Trois ateliers de théâtre condamnés à fermer en Dordogne

Sud-Ouest

La décision du rectorat vient de tomber :les ateliers de théâtre des lycées Jay-de-Beaufort et Bertran-de-Born, à Périgueux, et du collège de Ribérac sont supprimés.

Leur dernier spectacle. Les lycéens de Bertran de Born se sont produits fin mai au Théâtre de Périgueux où ils ont joué une création « Cas barrés et autres animaux ».

Leur dernier spectacle. Les lycéens de Bertran de Born se sont produits fin mai au Théâtre de Périgueux où ils ont joué une création « Cas barrés et autres animaux ». (Photo Jean-Christophe Sounalet/SO)

 

C’est un coup dur porté à l’enseignement artistique. Trois ateliers théâtre vont devoir cesser leurs activités : ceux des lycées Jay-de-Beaufort et Bertran-de-Born à Périgueux, ainsi que celui du collège de Ribérac.

La nouvelle, qui a causé un véritable choc, vient de tomber à la veille des vacances. Le rectorat d’académie a pris, jeudi 27 juin, la décision de fermer ces trois ateliers.

« La lettre est arrivée le 2 juillet. Alors que le 23 avril, le rectorat nous avait dit que les activités continueraient. Il devait seulement y avoir une baisse des moyens », rappelle Valérie Dallage, professeur de français et animatrice de l’atelier au collège de Ribérac. Et à Jay-de-Beaufort, le conseil d’administration de l’établissement avait voté des crédits pour l’atelier théâtre mardi 25 juin. Sans présager de ce qui se tramait.

Du théâtre éducation

« Ces ateliers permettent de révéler des talents artistiques.

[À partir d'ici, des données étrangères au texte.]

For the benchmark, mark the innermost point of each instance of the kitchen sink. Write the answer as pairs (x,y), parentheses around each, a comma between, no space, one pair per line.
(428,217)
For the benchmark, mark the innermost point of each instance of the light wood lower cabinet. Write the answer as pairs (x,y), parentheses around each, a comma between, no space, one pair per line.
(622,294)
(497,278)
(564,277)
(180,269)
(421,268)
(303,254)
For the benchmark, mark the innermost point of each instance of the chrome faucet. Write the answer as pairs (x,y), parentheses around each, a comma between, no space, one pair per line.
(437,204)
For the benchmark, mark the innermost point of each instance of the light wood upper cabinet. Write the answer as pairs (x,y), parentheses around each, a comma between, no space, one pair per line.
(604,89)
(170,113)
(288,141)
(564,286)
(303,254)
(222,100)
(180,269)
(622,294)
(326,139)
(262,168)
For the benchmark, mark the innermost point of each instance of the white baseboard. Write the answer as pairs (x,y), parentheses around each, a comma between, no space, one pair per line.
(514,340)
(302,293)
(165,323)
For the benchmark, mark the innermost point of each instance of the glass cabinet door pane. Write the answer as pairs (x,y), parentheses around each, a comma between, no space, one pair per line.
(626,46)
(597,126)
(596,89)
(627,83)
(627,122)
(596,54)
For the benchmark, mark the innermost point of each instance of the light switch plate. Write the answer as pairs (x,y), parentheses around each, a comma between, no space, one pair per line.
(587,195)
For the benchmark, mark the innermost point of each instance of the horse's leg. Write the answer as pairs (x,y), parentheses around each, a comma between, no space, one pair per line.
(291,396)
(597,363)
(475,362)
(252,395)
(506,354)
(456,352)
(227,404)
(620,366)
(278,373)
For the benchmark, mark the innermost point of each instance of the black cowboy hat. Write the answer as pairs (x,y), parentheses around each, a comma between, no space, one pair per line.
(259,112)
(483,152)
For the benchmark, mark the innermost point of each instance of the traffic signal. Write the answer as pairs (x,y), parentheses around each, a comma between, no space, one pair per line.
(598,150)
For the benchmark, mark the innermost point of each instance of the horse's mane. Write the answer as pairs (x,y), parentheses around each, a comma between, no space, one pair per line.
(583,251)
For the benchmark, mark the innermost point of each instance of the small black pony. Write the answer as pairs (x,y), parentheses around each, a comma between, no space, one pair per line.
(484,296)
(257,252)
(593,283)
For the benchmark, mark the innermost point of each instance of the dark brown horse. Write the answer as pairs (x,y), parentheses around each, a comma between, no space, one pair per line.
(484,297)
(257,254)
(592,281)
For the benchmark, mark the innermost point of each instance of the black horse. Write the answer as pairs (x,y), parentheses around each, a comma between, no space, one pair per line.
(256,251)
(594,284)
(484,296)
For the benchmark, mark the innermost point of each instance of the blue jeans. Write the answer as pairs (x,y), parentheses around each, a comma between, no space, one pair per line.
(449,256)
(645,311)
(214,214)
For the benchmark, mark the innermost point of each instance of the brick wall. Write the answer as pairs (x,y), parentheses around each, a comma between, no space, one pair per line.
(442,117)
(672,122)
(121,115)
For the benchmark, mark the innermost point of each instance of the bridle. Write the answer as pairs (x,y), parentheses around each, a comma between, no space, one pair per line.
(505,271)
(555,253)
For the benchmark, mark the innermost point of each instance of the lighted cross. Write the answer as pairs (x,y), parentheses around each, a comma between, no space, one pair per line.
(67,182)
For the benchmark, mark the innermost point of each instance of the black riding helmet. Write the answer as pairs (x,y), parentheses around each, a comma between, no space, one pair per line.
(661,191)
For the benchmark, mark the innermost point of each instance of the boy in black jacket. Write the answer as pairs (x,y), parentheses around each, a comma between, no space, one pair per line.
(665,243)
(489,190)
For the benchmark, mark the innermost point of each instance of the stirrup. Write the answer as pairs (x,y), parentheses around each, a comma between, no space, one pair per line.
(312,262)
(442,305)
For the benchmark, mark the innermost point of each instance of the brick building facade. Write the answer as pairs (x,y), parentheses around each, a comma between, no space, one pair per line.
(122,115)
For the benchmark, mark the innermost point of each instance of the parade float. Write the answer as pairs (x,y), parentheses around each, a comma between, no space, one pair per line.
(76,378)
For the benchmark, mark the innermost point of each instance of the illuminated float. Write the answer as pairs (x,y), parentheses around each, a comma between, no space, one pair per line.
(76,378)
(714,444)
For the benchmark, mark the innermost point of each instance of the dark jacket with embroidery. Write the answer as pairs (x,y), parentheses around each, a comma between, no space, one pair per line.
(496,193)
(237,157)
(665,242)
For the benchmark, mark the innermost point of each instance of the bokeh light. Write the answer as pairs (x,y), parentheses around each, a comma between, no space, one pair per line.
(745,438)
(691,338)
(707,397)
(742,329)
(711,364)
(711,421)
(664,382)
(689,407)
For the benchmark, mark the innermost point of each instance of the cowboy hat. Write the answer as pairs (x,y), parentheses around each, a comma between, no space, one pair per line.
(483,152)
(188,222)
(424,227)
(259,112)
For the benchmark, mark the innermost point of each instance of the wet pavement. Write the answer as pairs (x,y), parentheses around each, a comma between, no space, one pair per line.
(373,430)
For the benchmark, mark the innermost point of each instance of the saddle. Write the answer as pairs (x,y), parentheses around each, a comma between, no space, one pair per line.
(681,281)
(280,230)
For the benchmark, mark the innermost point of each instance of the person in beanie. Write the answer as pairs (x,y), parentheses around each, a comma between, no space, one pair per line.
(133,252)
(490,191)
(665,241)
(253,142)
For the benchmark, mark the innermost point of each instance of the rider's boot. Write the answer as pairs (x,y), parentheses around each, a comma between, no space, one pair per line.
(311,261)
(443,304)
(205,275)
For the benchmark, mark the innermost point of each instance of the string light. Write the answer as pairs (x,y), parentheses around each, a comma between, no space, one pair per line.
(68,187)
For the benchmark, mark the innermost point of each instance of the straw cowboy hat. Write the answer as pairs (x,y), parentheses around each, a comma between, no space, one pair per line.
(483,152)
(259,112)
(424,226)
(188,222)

Ils aident aussi des jeunes à poursuivre leur parcours de scolarité », souligne Jean-Philipe Ladevèze, proviseur au lycée Bertran-de-Born.

Ils fonctionnent selon les principes du théâtre éducation. Ils ont comme responsables un enseignant et un comédien : Jean-Marie Champion du Théâtre Grandeur Nature pour le lycée Bertran-de-Born ; Laurent Eyllier, du Théâtre de la Skéné, pour Jay-de-Beaufort ; Renaud Marchal, de la compagnie Lazzi Zanni, pour le collège de Ribérac.

Chaque année, les ateliers se retrouvent soit aux Didascalies, festival du théâtre lycéen, soit aux Turbulences, rencontres entre collèges du département.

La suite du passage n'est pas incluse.